Бату позабавила смелость девушки. Она прикасалась к Великому Хану, не спросив его об этом.
«Растерялась совсем и жить хочет…», – решил Бату.
– Кумыс пить будешь? – спросил он.
– Буду! – булгарка жадно ловила взгляд Бату. Она приникла лицом к его груди. Руки девушки вдруг стали бесстыдными.
– Подожди, – Бату оттолкнул девушку и подошел к низкому, китайскому столику. Взяв серебряный бокал, недопитый кем-то из гостей, он протянул его девушке. – Пей!
Девушка взяла бокал обоими руками. Она пила быстро, ее руки дрожали и по подбородку, с уголков губ, бежали мутные ручейки кумыса.
– Теперь меньше меня боишься? – улыбнулся Бату.
Девушка опустила пустой сосуд.
– Меньше… – она попыталась улыбнуться в ответ.
– Как зовут?
– Аянэ, Великий Хан.
– Кто по-монгольски научил говорить?
– Жаргал.
Красавица Жаргал жила в небольшой юрте рядом с юртой Великого Хана и старалась не попадаться на глаза жене великого Хана Боракчин-хатун.
Великому Хану стало весело.
– Ну, если не боишься меня, пей еще.
На этот раз Батый выпил вместе с Аянэ. Он обнял девушку и почувствовал, как гибко и упруго ее молодое тело. Аянэ откинула голову и закрыла глаза. Розовые щеки девушки побледнели. Батый рванул рубашку за ворот у затылка Аянэ. Прежде чем треснуть, крепкая ткань перехватила ее горло.
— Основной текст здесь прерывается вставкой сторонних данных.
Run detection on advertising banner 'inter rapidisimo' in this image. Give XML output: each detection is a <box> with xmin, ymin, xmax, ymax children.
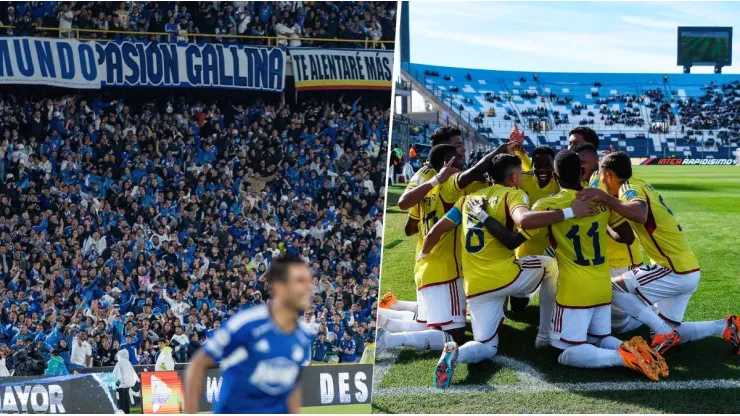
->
<box><xmin>290</xmin><ymin>48</ymin><xmax>393</xmax><ymax>91</ymax></box>
<box><xmin>0</xmin><ymin>37</ymin><xmax>285</xmax><ymax>92</ymax></box>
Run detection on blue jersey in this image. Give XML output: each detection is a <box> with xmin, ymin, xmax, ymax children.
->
<box><xmin>204</xmin><ymin>305</ymin><xmax>311</xmax><ymax>413</ymax></box>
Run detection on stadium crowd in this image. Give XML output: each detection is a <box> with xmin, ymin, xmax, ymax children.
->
<box><xmin>0</xmin><ymin>88</ymin><xmax>389</xmax><ymax>376</ymax></box>
<box><xmin>0</xmin><ymin>1</ymin><xmax>396</xmax><ymax>48</ymax></box>
<box><xmin>678</xmin><ymin>80</ymin><xmax>740</xmax><ymax>132</ymax></box>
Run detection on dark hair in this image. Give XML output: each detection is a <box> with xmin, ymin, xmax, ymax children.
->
<box><xmin>555</xmin><ymin>149</ymin><xmax>581</xmax><ymax>185</ymax></box>
<box><xmin>429</xmin><ymin>144</ymin><xmax>459</xmax><ymax>172</ymax></box>
<box><xmin>488</xmin><ymin>153</ymin><xmax>522</xmax><ymax>183</ymax></box>
<box><xmin>431</xmin><ymin>126</ymin><xmax>462</xmax><ymax>146</ymax></box>
<box><xmin>532</xmin><ymin>146</ymin><xmax>555</xmax><ymax>159</ymax></box>
<box><xmin>265</xmin><ymin>256</ymin><xmax>306</xmax><ymax>285</ymax></box>
<box><xmin>601</xmin><ymin>152</ymin><xmax>632</xmax><ymax>180</ymax></box>
<box><xmin>568</xmin><ymin>126</ymin><xmax>599</xmax><ymax>149</ymax></box>
<box><xmin>571</xmin><ymin>142</ymin><xmax>599</xmax><ymax>156</ymax></box>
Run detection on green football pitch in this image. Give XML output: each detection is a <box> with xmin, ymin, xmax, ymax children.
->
<box><xmin>373</xmin><ymin>166</ymin><xmax>740</xmax><ymax>413</ymax></box>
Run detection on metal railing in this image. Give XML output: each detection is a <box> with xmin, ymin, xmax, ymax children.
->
<box><xmin>0</xmin><ymin>25</ymin><xmax>395</xmax><ymax>49</ymax></box>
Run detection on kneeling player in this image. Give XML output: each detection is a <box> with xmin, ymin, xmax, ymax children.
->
<box><xmin>532</xmin><ymin>150</ymin><xmax>668</xmax><ymax>380</ymax></box>
<box><xmin>584</xmin><ymin>152</ymin><xmax>740</xmax><ymax>354</ymax></box>
<box><xmin>376</xmin><ymin>144</ymin><xmax>483</xmax><ymax>351</ymax></box>
<box><xmin>422</xmin><ymin>155</ymin><xmax>590</xmax><ymax>389</ymax></box>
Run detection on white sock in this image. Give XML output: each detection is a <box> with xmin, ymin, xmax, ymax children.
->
<box><xmin>558</xmin><ymin>344</ymin><xmax>624</xmax><ymax>368</ymax></box>
<box><xmin>384</xmin><ymin>318</ymin><xmax>429</xmax><ymax>332</ymax></box>
<box><xmin>378</xmin><ymin>308</ymin><xmax>416</xmax><ymax>321</ymax></box>
<box><xmin>612</xmin><ymin>290</ymin><xmax>673</xmax><ymax>334</ymax></box>
<box><xmin>612</xmin><ymin>305</ymin><xmax>642</xmax><ymax>334</ymax></box>
<box><xmin>538</xmin><ymin>268</ymin><xmax>558</xmax><ymax>338</ymax></box>
<box><xmin>676</xmin><ymin>319</ymin><xmax>727</xmax><ymax>344</ymax></box>
<box><xmin>594</xmin><ymin>336</ymin><xmax>622</xmax><ymax>350</ymax></box>
<box><xmin>388</xmin><ymin>329</ymin><xmax>447</xmax><ymax>351</ymax></box>
<box><xmin>457</xmin><ymin>338</ymin><xmax>498</xmax><ymax>364</ymax></box>
<box><xmin>391</xmin><ymin>300</ymin><xmax>419</xmax><ymax>313</ymax></box>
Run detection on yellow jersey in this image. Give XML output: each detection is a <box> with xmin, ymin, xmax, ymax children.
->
<box><xmin>516</xmin><ymin>171</ymin><xmax>560</xmax><ymax>258</ymax></box>
<box><xmin>409</xmin><ymin>172</ymin><xmax>465</xmax><ymax>289</ymax></box>
<box><xmin>588</xmin><ymin>171</ymin><xmax>642</xmax><ymax>267</ymax></box>
<box><xmin>532</xmin><ymin>189</ymin><xmax>625</xmax><ymax>308</ymax></box>
<box><xmin>406</xmin><ymin>163</ymin><xmax>437</xmax><ymax>258</ymax></box>
<box><xmin>446</xmin><ymin>185</ymin><xmax>529</xmax><ymax>298</ymax></box>
<box><xmin>619</xmin><ymin>176</ymin><xmax>699</xmax><ymax>274</ymax></box>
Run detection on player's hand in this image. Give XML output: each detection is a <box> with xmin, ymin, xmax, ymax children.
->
<box><xmin>507</xmin><ymin>123</ymin><xmax>524</xmax><ymax>147</ymax></box>
<box><xmin>578</xmin><ymin>188</ymin><xmax>609</xmax><ymax>202</ymax></box>
<box><xmin>468</xmin><ymin>197</ymin><xmax>488</xmax><ymax>222</ymax></box>
<box><xmin>437</xmin><ymin>156</ymin><xmax>460</xmax><ymax>183</ymax></box>
<box><xmin>601</xmin><ymin>144</ymin><xmax>617</xmax><ymax>156</ymax></box>
<box><xmin>570</xmin><ymin>199</ymin><xmax>599</xmax><ymax>218</ymax></box>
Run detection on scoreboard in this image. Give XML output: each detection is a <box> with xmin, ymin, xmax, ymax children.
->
<box><xmin>677</xmin><ymin>26</ymin><xmax>732</xmax><ymax>67</ymax></box>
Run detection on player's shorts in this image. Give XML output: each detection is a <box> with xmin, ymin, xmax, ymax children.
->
<box><xmin>615</xmin><ymin>264</ymin><xmax>701</xmax><ymax>325</ymax></box>
<box><xmin>609</xmin><ymin>266</ymin><xmax>632</xmax><ymax>277</ymax></box>
<box><xmin>550</xmin><ymin>304</ymin><xmax>612</xmax><ymax>350</ymax></box>
<box><xmin>416</xmin><ymin>278</ymin><xmax>466</xmax><ymax>330</ymax></box>
<box><xmin>468</xmin><ymin>256</ymin><xmax>557</xmax><ymax>345</ymax></box>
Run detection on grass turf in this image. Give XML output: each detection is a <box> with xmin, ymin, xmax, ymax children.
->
<box><xmin>373</xmin><ymin>166</ymin><xmax>740</xmax><ymax>413</ymax></box>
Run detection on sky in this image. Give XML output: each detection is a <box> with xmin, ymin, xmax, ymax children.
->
<box><xmin>409</xmin><ymin>1</ymin><xmax>740</xmax><ymax>74</ymax></box>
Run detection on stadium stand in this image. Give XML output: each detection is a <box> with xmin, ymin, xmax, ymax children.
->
<box><xmin>0</xmin><ymin>2</ymin><xmax>395</xmax><ymax>377</ymax></box>
<box><xmin>0</xmin><ymin>1</ymin><xmax>396</xmax><ymax>49</ymax></box>
<box><xmin>403</xmin><ymin>63</ymin><xmax>740</xmax><ymax>158</ymax></box>
<box><xmin>0</xmin><ymin>88</ymin><xmax>388</xmax><ymax>375</ymax></box>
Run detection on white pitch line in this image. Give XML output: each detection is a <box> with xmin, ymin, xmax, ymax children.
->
<box><xmin>373</xmin><ymin>351</ymin><xmax>740</xmax><ymax>397</ymax></box>
<box><xmin>373</xmin><ymin>351</ymin><xmax>398</xmax><ymax>387</ymax></box>
<box><xmin>373</xmin><ymin>375</ymin><xmax>740</xmax><ymax>397</ymax></box>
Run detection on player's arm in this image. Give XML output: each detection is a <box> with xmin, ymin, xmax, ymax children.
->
<box><xmin>457</xmin><ymin>142</ymin><xmax>514</xmax><ymax>189</ymax></box>
<box><xmin>416</xmin><ymin>214</ymin><xmax>462</xmax><ymax>261</ymax></box>
<box><xmin>398</xmin><ymin>157</ymin><xmax>459</xmax><ymax>211</ymax></box>
<box><xmin>511</xmin><ymin>199</ymin><xmax>597</xmax><ymax>230</ymax></box>
<box><xmin>403</xmin><ymin>204</ymin><xmax>421</xmax><ymax>237</ymax></box>
<box><xmin>184</xmin><ymin>349</ymin><xmax>216</xmax><ymax>414</ymax></box>
<box><xmin>288</xmin><ymin>386</ymin><xmax>303</xmax><ymax>414</ymax></box>
<box><xmin>578</xmin><ymin>188</ymin><xmax>648</xmax><ymax>224</ymax></box>
<box><xmin>416</xmin><ymin>198</ymin><xmax>465</xmax><ymax>262</ymax></box>
<box><xmin>185</xmin><ymin>323</ymin><xmax>240</xmax><ymax>414</ymax></box>
<box><xmin>468</xmin><ymin>198</ymin><xmax>527</xmax><ymax>250</ymax></box>
<box><xmin>403</xmin><ymin>217</ymin><xmax>419</xmax><ymax>237</ymax></box>
<box><xmin>606</xmin><ymin>221</ymin><xmax>635</xmax><ymax>245</ymax></box>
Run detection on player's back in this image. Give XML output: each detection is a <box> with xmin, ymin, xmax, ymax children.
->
<box><xmin>588</xmin><ymin>171</ymin><xmax>642</xmax><ymax>267</ymax></box>
<box><xmin>619</xmin><ymin>176</ymin><xmax>699</xmax><ymax>274</ymax></box>
<box><xmin>516</xmin><ymin>171</ymin><xmax>560</xmax><ymax>258</ymax></box>
<box><xmin>204</xmin><ymin>305</ymin><xmax>311</xmax><ymax>413</ymax></box>
<box><xmin>456</xmin><ymin>185</ymin><xmax>529</xmax><ymax>297</ymax></box>
<box><xmin>532</xmin><ymin>189</ymin><xmax>624</xmax><ymax>308</ymax></box>
<box><xmin>410</xmin><ymin>173</ymin><xmax>465</xmax><ymax>289</ymax></box>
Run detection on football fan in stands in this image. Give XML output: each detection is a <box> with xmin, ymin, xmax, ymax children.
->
<box><xmin>0</xmin><ymin>87</ymin><xmax>389</xmax><ymax>375</ymax></box>
<box><xmin>0</xmin><ymin>1</ymin><xmax>396</xmax><ymax>49</ymax></box>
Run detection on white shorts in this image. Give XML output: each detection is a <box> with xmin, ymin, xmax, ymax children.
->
<box><xmin>614</xmin><ymin>264</ymin><xmax>701</xmax><ymax>325</ymax></box>
<box><xmin>609</xmin><ymin>266</ymin><xmax>632</xmax><ymax>277</ymax></box>
<box><xmin>416</xmin><ymin>278</ymin><xmax>466</xmax><ymax>329</ymax></box>
<box><xmin>468</xmin><ymin>256</ymin><xmax>557</xmax><ymax>345</ymax></box>
<box><xmin>550</xmin><ymin>304</ymin><xmax>612</xmax><ymax>350</ymax></box>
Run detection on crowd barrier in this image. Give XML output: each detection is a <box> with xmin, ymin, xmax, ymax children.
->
<box><xmin>0</xmin><ymin>37</ymin><xmax>393</xmax><ymax>93</ymax></box>
<box><xmin>0</xmin><ymin>364</ymin><xmax>373</xmax><ymax>414</ymax></box>
<box><xmin>633</xmin><ymin>157</ymin><xmax>737</xmax><ymax>166</ymax></box>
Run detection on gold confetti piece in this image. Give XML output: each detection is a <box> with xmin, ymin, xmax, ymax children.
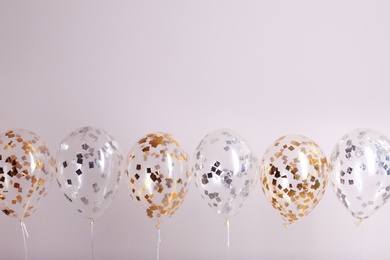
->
<box><xmin>127</xmin><ymin>133</ymin><xmax>191</xmax><ymax>223</ymax></box>
<box><xmin>260</xmin><ymin>135</ymin><xmax>328</xmax><ymax>225</ymax></box>
<box><xmin>0</xmin><ymin>129</ymin><xmax>54</xmax><ymax>220</ymax></box>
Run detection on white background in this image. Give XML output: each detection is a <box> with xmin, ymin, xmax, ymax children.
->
<box><xmin>0</xmin><ymin>0</ymin><xmax>390</xmax><ymax>260</ymax></box>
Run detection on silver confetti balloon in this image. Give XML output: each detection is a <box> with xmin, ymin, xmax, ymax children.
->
<box><xmin>330</xmin><ymin>129</ymin><xmax>390</xmax><ymax>223</ymax></box>
<box><xmin>56</xmin><ymin>127</ymin><xmax>123</xmax><ymax>219</ymax></box>
<box><xmin>193</xmin><ymin>129</ymin><xmax>258</xmax><ymax>220</ymax></box>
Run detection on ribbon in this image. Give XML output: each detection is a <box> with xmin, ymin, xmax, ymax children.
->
<box><xmin>20</xmin><ymin>220</ymin><xmax>29</xmax><ymax>260</ymax></box>
<box><xmin>225</xmin><ymin>219</ymin><xmax>230</xmax><ymax>259</ymax></box>
<box><xmin>360</xmin><ymin>220</ymin><xmax>366</xmax><ymax>260</ymax></box>
<box><xmin>156</xmin><ymin>222</ymin><xmax>161</xmax><ymax>260</ymax></box>
<box><xmin>91</xmin><ymin>219</ymin><xmax>95</xmax><ymax>260</ymax></box>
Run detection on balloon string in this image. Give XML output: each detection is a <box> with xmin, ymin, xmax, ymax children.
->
<box><xmin>156</xmin><ymin>222</ymin><xmax>161</xmax><ymax>260</ymax></box>
<box><xmin>225</xmin><ymin>219</ymin><xmax>230</xmax><ymax>259</ymax></box>
<box><xmin>20</xmin><ymin>220</ymin><xmax>29</xmax><ymax>260</ymax></box>
<box><xmin>291</xmin><ymin>223</ymin><xmax>295</xmax><ymax>260</ymax></box>
<box><xmin>91</xmin><ymin>219</ymin><xmax>95</xmax><ymax>260</ymax></box>
<box><xmin>360</xmin><ymin>223</ymin><xmax>366</xmax><ymax>260</ymax></box>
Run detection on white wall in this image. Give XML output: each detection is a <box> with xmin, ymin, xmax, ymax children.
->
<box><xmin>0</xmin><ymin>0</ymin><xmax>390</xmax><ymax>260</ymax></box>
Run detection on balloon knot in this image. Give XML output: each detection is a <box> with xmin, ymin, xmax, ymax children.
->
<box><xmin>355</xmin><ymin>219</ymin><xmax>363</xmax><ymax>227</ymax></box>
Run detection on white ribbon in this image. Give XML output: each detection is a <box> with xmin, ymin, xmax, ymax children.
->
<box><xmin>225</xmin><ymin>219</ymin><xmax>230</xmax><ymax>259</ymax></box>
<box><xmin>91</xmin><ymin>219</ymin><xmax>95</xmax><ymax>260</ymax></box>
<box><xmin>156</xmin><ymin>222</ymin><xmax>161</xmax><ymax>260</ymax></box>
<box><xmin>20</xmin><ymin>220</ymin><xmax>29</xmax><ymax>260</ymax></box>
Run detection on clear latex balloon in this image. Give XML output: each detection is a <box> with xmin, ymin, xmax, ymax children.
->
<box><xmin>127</xmin><ymin>132</ymin><xmax>191</xmax><ymax>224</ymax></box>
<box><xmin>0</xmin><ymin>129</ymin><xmax>54</xmax><ymax>221</ymax></box>
<box><xmin>56</xmin><ymin>127</ymin><xmax>123</xmax><ymax>219</ymax></box>
<box><xmin>193</xmin><ymin>129</ymin><xmax>258</xmax><ymax>220</ymax></box>
<box><xmin>260</xmin><ymin>135</ymin><xmax>328</xmax><ymax>226</ymax></box>
<box><xmin>330</xmin><ymin>129</ymin><xmax>390</xmax><ymax>220</ymax></box>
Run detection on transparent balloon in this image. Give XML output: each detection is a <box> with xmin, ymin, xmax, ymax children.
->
<box><xmin>127</xmin><ymin>132</ymin><xmax>191</xmax><ymax>224</ymax></box>
<box><xmin>260</xmin><ymin>135</ymin><xmax>328</xmax><ymax>227</ymax></box>
<box><xmin>330</xmin><ymin>129</ymin><xmax>390</xmax><ymax>221</ymax></box>
<box><xmin>0</xmin><ymin>129</ymin><xmax>55</xmax><ymax>221</ymax></box>
<box><xmin>56</xmin><ymin>127</ymin><xmax>124</xmax><ymax>219</ymax></box>
<box><xmin>193</xmin><ymin>129</ymin><xmax>258</xmax><ymax>220</ymax></box>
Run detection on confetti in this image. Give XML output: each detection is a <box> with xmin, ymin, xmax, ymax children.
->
<box><xmin>330</xmin><ymin>129</ymin><xmax>390</xmax><ymax>221</ymax></box>
<box><xmin>192</xmin><ymin>129</ymin><xmax>258</xmax><ymax>219</ymax></box>
<box><xmin>56</xmin><ymin>127</ymin><xmax>124</xmax><ymax>219</ymax></box>
<box><xmin>127</xmin><ymin>132</ymin><xmax>191</xmax><ymax>223</ymax></box>
<box><xmin>260</xmin><ymin>135</ymin><xmax>328</xmax><ymax>226</ymax></box>
<box><xmin>0</xmin><ymin>129</ymin><xmax>54</xmax><ymax>221</ymax></box>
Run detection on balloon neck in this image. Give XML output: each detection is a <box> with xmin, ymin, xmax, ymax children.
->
<box><xmin>283</xmin><ymin>222</ymin><xmax>292</xmax><ymax>229</ymax></box>
<box><xmin>355</xmin><ymin>219</ymin><xmax>363</xmax><ymax>227</ymax></box>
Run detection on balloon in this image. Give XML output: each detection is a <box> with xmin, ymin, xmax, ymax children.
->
<box><xmin>330</xmin><ymin>129</ymin><xmax>390</xmax><ymax>223</ymax></box>
<box><xmin>193</xmin><ymin>129</ymin><xmax>258</xmax><ymax>219</ymax></box>
<box><xmin>127</xmin><ymin>132</ymin><xmax>191</xmax><ymax>227</ymax></box>
<box><xmin>56</xmin><ymin>127</ymin><xmax>123</xmax><ymax>219</ymax></box>
<box><xmin>0</xmin><ymin>129</ymin><xmax>54</xmax><ymax>221</ymax></box>
<box><xmin>260</xmin><ymin>135</ymin><xmax>328</xmax><ymax>227</ymax></box>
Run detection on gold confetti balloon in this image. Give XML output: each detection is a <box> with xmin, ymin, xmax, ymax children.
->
<box><xmin>127</xmin><ymin>132</ymin><xmax>191</xmax><ymax>226</ymax></box>
<box><xmin>330</xmin><ymin>129</ymin><xmax>390</xmax><ymax>224</ymax></box>
<box><xmin>260</xmin><ymin>135</ymin><xmax>328</xmax><ymax>227</ymax></box>
<box><xmin>193</xmin><ymin>129</ymin><xmax>258</xmax><ymax>221</ymax></box>
<box><xmin>56</xmin><ymin>126</ymin><xmax>124</xmax><ymax>220</ymax></box>
<box><xmin>0</xmin><ymin>129</ymin><xmax>54</xmax><ymax>221</ymax></box>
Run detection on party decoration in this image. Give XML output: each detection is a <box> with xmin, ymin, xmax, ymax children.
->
<box><xmin>193</xmin><ymin>129</ymin><xmax>258</xmax><ymax>220</ymax></box>
<box><xmin>330</xmin><ymin>129</ymin><xmax>390</xmax><ymax>224</ymax></box>
<box><xmin>56</xmin><ymin>127</ymin><xmax>123</xmax><ymax>219</ymax></box>
<box><xmin>0</xmin><ymin>129</ymin><xmax>54</xmax><ymax>220</ymax></box>
<box><xmin>127</xmin><ymin>132</ymin><xmax>191</xmax><ymax>224</ymax></box>
<box><xmin>260</xmin><ymin>135</ymin><xmax>328</xmax><ymax>227</ymax></box>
Аянэ широко распахнула глаза – в них был ужас – открыла рот, но ничего не сказала.
За пологом у входа в юрту раздался стук палочек. Не выпуская из объятий Аянэ, Бату крикнул в сторону двери:
– Что надо?!
Просунулась растерянная, широкая физиономия ночного охранника-кэбтэула.
– Хо-Чан пришел, великий Хан, – пробормотал воин.
– Случилось что-нибудь?
– Пайцзу показал… – воин замолчал, не зная, что говорить дальше и молча хлопал вытаращенными, бараньими глазами.
Бату уже собрался было прогнать дурака, но передумал.
– Зови, – коротко приказал он.
Едва войдя в юрту, Хо-Чан опустился на колени. Он заметно протрезвел и на его лице, как проплешины, светились белые пятна.
– Великий Хан, позволь мне остаться на ночь у порога твоей юрты, – китаец молитвенно приложил руки к груди. Левый рукав его халата был разорван и свисал до земли.